Wjeras Krankheit hatte gleichsam auf einmal die ganze Richtung des Baranzow'schen Hauses geändert und der langweiligen Periode der Ruhe und öden Stille ein Ende bereitet. Nach der Krankheit kam eine Veränderung nach der anderen. Die erste war ein sehr angenehmes Ereigniß, ein solches, das Alle schon längst wünschten und erwarteten – Lena wurde Braut. In die Gouvernementsstadt war ein neues Regiment verlegt worden, einer der Officiere war der Urheber dieser glücklichen Veränderung. Das junge Ehepaar mußte jedoch bald nach der Hochzeit verreisen, da das Regiment in eine ganz andere Gegend Rußlands versetzt wurde. Lisa langweilte sich jetzt noch mehr als früher, fuhr zur Schwester mit der geheimen Hoffnung, unter den Kameraden des Schwagers für sich einen Bräutigam zu finden.
Derart vertheilte und zerstreute sich die Familie Baranzow auf einmal. Die allgemeine Ruhe im alten Herrschaftshause erschien jetzt noch eintöniger als früher.
Aber dann gab es wieder ein neues, unerwartetes Ereigniß, weit entfernt ein fröhliches zu sein. Der Graf bekam eine Lähmung. Dieses Mal hat der Tod nur ans Fenster geklopft und ist vorbeigegangen, unheilbare Spuren zurücklassend. Dem Grafen wurden die Füße steif und das Gedächtniß schwach. Zum zweiten Male wurde er zum Kinde. Er lag in einem großen Voltaire-Stuhl, hatte den ganzen Tag Launen, weinte, verlangte, daß man ihn wie ein Kind zerstreue. Der Umgebung wurde seine Manie, endlose Geschichten zu erzählen, immer lästiger. Er sprach stundenlang, mit Mühe die Zunge bewegend, die Worte verdrehend, hundertmal ein und dasselbe erzählend und sich bitter gekränkt fühlend, wenn man ihm nicht zuhörte. Bloß Wjera hatte die Geduld, den kranken Alten zu pflegen und wußte seine immer mehr zusammenhangslos werdenden Reden zu verstehen. Die Stimmung der Gräfin, welche sich seit Lenas Hochzeit ein wenig erheitert hatte, fiel jetzt ganz; sie wurde ungeheuer fromm, umgab sich mit Gottesdienern, Mönchen und Pilgerinnen, und wandte sich von allem Weltlichen ab. Wjera, die beim kranken Vater Wärterin sein mußte, konnte jetzt an eigene Thätigkeit nicht einmal denken. Sie wurde allmälig von einer ergebenen, hoffnungslosen Apathie ergriffen. Es war das Ende ihrer gegenwärtigen Lebensweise nicht abzusehen, da die Aerzte sich dahin aussprachen, daß der Graf noch zehn Jahre leben könne.

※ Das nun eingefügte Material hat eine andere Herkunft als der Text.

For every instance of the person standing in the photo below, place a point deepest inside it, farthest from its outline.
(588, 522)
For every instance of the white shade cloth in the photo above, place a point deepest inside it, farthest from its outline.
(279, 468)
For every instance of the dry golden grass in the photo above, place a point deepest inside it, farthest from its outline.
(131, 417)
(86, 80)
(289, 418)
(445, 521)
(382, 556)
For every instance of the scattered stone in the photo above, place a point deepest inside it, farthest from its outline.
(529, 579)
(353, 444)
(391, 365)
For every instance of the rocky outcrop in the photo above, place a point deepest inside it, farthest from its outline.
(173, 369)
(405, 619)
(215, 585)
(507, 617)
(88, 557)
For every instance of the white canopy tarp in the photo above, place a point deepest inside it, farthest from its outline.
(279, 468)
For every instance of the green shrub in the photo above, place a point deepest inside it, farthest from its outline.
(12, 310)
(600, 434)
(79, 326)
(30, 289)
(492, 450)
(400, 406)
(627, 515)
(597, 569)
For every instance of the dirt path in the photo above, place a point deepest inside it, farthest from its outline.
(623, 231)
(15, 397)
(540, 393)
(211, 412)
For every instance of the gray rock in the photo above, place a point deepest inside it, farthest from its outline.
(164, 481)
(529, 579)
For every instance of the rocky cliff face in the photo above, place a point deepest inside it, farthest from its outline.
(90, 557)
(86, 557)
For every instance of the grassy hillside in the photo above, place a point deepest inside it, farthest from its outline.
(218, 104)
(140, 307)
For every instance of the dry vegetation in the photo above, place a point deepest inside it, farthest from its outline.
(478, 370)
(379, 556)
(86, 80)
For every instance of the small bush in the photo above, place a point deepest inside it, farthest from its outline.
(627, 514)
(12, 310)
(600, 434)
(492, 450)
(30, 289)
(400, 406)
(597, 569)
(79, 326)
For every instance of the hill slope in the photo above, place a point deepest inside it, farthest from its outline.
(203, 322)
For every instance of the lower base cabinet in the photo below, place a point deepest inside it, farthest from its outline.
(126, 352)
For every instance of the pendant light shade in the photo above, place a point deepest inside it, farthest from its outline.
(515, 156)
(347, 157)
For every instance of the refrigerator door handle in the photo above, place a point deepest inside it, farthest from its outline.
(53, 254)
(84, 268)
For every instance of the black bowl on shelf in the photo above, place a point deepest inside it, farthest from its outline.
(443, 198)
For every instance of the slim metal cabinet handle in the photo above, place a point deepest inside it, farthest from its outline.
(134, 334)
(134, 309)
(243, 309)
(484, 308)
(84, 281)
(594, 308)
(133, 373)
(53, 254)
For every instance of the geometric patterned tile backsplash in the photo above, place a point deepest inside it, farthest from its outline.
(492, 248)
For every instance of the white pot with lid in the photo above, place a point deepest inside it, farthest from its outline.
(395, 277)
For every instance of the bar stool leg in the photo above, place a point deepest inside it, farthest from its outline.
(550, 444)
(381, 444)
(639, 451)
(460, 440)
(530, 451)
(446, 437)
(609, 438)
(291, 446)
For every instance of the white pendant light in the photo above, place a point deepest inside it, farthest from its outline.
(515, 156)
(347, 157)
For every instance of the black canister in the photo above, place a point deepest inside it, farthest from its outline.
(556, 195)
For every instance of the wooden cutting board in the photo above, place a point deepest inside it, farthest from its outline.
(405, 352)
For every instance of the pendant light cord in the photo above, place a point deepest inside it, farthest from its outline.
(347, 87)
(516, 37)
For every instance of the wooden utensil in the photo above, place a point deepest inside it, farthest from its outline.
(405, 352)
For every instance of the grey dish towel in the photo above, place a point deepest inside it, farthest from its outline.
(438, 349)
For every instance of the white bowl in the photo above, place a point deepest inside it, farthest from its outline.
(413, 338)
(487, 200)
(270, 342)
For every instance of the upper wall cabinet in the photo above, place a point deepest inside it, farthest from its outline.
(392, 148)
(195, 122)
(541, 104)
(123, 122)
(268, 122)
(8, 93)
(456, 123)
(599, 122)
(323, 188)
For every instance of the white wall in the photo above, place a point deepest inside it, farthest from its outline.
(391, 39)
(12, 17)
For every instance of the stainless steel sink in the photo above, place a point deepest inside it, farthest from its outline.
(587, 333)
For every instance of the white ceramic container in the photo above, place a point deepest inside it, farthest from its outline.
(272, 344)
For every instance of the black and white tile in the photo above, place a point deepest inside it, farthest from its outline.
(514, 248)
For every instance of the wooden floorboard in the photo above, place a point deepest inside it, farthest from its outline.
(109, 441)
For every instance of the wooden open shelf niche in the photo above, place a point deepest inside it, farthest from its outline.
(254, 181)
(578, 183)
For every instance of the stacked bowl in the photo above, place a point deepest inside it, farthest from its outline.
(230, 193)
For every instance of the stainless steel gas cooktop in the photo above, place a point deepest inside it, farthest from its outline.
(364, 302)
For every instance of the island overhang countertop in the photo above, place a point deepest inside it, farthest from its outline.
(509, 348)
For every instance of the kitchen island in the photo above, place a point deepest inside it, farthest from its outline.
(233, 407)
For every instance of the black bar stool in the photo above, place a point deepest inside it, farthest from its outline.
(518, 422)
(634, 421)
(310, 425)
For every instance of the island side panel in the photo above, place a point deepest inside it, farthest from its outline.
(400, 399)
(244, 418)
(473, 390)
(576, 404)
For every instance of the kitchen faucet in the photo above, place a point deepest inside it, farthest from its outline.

Diese Vorhersage hat sich jedoch zum Glücke nicht bewahrheitet. Drei Jahre später erschien eines schönen Tages ganz unerwartet der Tod. Der Graf schlief einmal ruhiger als gewöhnlich ein; als Wjera, über seinen anhaltenden Schlaf verwundert, den Vater wecken kam, fand sie ihn schon erkaltet.
Bei dem Leichenbegängnisse traf die Familie zum letzten Male zusammen und dann ging sie nach verschiedenen Richtungen gänzlich auseinander.
Die Gräfin berichtete ihren Töchtern, sie habe beschlossen, ins Kloster zu gehen. Der frühere Verwalter kaufte das Familiengut; beim Verkaufe blieb für jede der Töchter ein Capital von zwanzigtausend Rubeln. Die älteren Schwestern nahmen das Leben der Officiersfrauen wieder auf.
Wjera blieb jetzt allein in der Welt, vollständig Herrin ihrer selbst. Sie sann nicht lange nach und entschloß sich, nach Petersburg zu gehen und dort nach einer Thätigkeit zu suchen.